O acirramento do confronto ideológico em torno de Cuba |
Escrito por Gabriel Brito - Correio da Cidadania | |
Nas últimas semanas, todos os antagonismos ideológicos exaltados a
partir do modo de vida cubano voltaram a ocupar grande parte do debate
público. Abordada com ênfase pela grande mídia, a morte de Orlando
Zapata Tamayo por conta de sua greve de fome num presídio de Havana
acirrou a guerra de informações a respeito do que se passa na Ilha.
Ainda mais porque se consumou exatamente no dia em que uma comitiva
brasileira, comandada pelo próprio presidente Lula, chegara ao país.

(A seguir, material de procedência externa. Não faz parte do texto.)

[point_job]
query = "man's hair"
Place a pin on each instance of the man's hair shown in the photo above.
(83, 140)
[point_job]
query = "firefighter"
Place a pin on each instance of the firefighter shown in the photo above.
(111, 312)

Como se sabe, Zapata Tamayo foi apresentado à opinião pública como
dissidente perseguido politicamente, o que é veementemente negado pelas
fontes locais, além de nebuloso, de acordo com o que informam órgãos
internacionais. Assim, puderam voltar a execrar a ‘ditadura’ que vigora
há mais de 50 anos e silenciaria todo desejo de mudança ansiado pela
população.
Como exemplo da indignação com o perecimento do preso, o implacável
editorial de 27 de fevereiro da Folha de S. Paulo, cujo início lamenta
que, "pela quarta vez em seu mandato, o presidente Luiz Inácio Lula da
Silva se dispôs a endossar, entre sessões de fotos, tapinhas nas costas
e desconversas macunaímicas, o mais ditatorial regime do hemisfério
americano".
Para os mais desavisados, parece que a onda de violência política em
Cuba atinge os mais descontrolados e alarmantes índices, sendo o povo
local completamente impedido de qualquer participação e decisão em seu
cotidiano. Não é bem assim. Como destacou o jornalista Breno Altman, do
Opera Mundi, a população tem participação regular e constante nos
processos decisórios. "A Constituição de 1976, reformada em 1992,
estabeleceu o ordenamento jurídico do modelo. Um dos principais
ingredientes foi a criação do Poder Popular, com suas assembléias
locais, municipais, provinciais e nacional", aclara.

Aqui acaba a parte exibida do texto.